Atau tuhan sedang mengujinya sehingga ia harus transmigrasi ke tubuh seseorang yang memiliki nama sama dan berprofesi sebagai novelis. Entah, Irul harus menyesal atau berterima kasih. Tidak hanya itu saja, ia juga bertemu dengan Diana Leana yang memiliki wajah persis sama Laura Deana.
Seperti anak kembar dan dia seolah terlahir kembali di masa kini.
Drrrt...Drttt..
Ponsel bergetar, segera dicek-nya ternyata dari Diana yang mengirimkan pesan untuk menyelesaikan naskah drama. Menghela nafas lelah, kedua jarinya menekan tombol keyboard lalu mengirimkannya.
***
Diana terus mengawasi Irul sehingga kemampuan untuk fokus mudah pudar. Irul kalau di awasi terus maka ia tidak akan kunjung selesai dalam mengurus naskah drama. Setiap harinya Irul sebagai seorang penulis naskah drama, film, dan buku novel. Menyukai pekerjaan yang super sibuk dan tidak membuat Irul merasa tertekan. Jika mengalami"Writerblock" secara mendadak. Irul akan menjalankan pekerjaan seperti beres-beres atau menonton video.
Memaksa pikiran untuk berpikir berlebihan atau terlalu krisis juga tidak bagus buat kesehatan tubuh. Apalagi lupa makan dan minum.
"Kenapa kamu hapus terus sih? Kalimatnya. Nggak seru." komentar Diana, mengerucutkan bibir.
"Lebih baik kamu pergi dan jangan pernah mengawasi terus menerus. Ini membuatku tidak fokus!" kata Irul, mengusir halus Diana.
"Benarkah? Tidak biasanya. Kalau kamu ku awasi tidak bisa di fokus." katanya membuat Irul terdiam sejenak.
Sejak kapan aku nyaman saat di awasi oleh Diana?—batin Irul.
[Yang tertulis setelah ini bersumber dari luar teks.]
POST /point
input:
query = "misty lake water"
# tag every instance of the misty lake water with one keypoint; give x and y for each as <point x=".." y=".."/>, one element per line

Memori tubuh ini benar-benar tidak memiliki daya ingat yang kuat. Sehingga Irul berapa kali harus memutar otak. Diana tersenyum dan berjalan pergi, ia tidak mau mengusik kalau Irul ingin fokus membuat drama. Sebelum Diana pergi, ia menitipkan pesan kalau naskah drama harus selesai sebelum jam 5 sore.
Masih memiliki waktu 2 jam lagi. Kedua jarinya terus menerus mengetik perkata dalam satu kalimat. Ia tidak percaya bahwa hidupnya kedepan menjadi novelis amatir. Rasanya ingin sekali tertawa puas. Di sisi lain, ia masih penasaran dengan kematian Laura Deana.
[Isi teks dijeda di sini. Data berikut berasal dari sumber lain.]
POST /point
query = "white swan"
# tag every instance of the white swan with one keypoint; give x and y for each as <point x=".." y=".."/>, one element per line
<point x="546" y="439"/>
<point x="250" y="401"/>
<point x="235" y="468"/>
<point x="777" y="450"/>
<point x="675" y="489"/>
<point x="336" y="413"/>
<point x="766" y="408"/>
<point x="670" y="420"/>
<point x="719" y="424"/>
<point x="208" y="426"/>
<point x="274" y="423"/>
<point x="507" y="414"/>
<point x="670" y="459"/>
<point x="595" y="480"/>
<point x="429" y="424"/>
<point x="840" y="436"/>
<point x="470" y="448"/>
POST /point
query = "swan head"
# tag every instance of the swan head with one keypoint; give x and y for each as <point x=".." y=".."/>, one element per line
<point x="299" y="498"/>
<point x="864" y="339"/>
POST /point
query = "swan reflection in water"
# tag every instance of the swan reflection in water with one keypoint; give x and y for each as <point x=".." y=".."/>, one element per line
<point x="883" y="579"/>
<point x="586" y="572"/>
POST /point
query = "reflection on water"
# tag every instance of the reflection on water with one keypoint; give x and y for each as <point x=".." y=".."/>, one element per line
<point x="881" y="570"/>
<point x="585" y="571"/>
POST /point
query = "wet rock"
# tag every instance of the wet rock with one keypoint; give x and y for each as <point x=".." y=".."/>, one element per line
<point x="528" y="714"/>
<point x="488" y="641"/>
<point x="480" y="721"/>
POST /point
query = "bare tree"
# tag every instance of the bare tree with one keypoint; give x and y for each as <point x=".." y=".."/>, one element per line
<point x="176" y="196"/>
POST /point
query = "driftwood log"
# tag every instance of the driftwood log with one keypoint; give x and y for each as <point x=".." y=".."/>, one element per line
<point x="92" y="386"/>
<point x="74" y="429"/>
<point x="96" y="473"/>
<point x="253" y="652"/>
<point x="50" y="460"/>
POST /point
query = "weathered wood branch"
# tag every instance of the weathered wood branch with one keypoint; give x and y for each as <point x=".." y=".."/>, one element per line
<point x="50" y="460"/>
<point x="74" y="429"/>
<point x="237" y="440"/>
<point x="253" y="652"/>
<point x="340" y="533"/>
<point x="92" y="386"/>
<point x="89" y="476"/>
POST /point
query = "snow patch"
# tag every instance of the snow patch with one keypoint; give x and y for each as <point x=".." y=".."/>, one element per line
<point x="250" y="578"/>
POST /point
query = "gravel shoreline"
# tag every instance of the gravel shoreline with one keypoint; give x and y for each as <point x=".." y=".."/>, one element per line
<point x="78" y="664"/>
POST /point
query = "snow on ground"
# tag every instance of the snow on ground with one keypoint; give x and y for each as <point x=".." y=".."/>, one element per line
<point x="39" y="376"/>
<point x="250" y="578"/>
"Aku harus cepat-cepat menulis naskah drama ini. Dan mengumpulkan ke editor buat seleksi." kata Irul. Semangatnya mulai menggebu-gebu.
Di belakang, Diana tersenyum senang bisa melihat Irul dengan semangat menulis naskah drama yang sebentar lagi akan dipakai oleh sutradara. Irul tidak akan pernah tahu, naskah drama itu akan dijadikan sebuah film pendek. Jika Irul tahu itu, ia tidak akan mau mengerjakannya.
Diana mempunyai cara tersendiri untuk Irul agar bisa melangkah maju. Rasa tidak pedenya terlalu tinggi. Mungkin, karena kematian novelis terkenal bernama Laura Deana. Sebenarnya Diana tahu, siapa itu Laura Deana? Dan mengapa alasan Irul datang ke waktu, 20 tahun?
Ya, untuk meraih impian Irul sebahai novelis terkenal serta mengungkap misteri kematian Laura Deana. Bukannya semestinya harus datang ke masa lalu bukan masa depan. Semua pertanyaan itu akan terjawab oleh Irul sendiri. Misteri dibalik kematian Laura Deana dan buku "Hujan Darah".
Jarum jam terus melangkah dan akhirnya Irul sudah mengerjakan tugasnya. Di rentangkan kedua tangan ke atas, menghela nafas lega.
"Uh, akhirnya selesai juga." segelas kopi datang ke mejanya. Menoleh melihat Diana mengantarkan satu gelas kopi hitamnya.
Irul tersenyum sumringah dan bilang terima kasih banyak ke Diana.
"Terima kasih."
"Sama-sama."
Diletakkan cangkir kopi itu di atas meja. Diana memerhatikan wajah Irul lamat-lamat, berkata,"apa kamu penggemar Laura Deana?" tanya Diana ke Irul.
Dibalas anggukkan mantap. "Iya. Memangnya kenapa?"
"Kamu tidak ada niatan untuk memecahkan misteri kematian Laura Deana? Dan menuliskannya ke naskah yang di tolak editor kemarin. Kebetulan genre yang di tolak itu, thriller, misteri." katanya membuat Irul terdiam sesaat lalu menatap Diana lamat-lamat.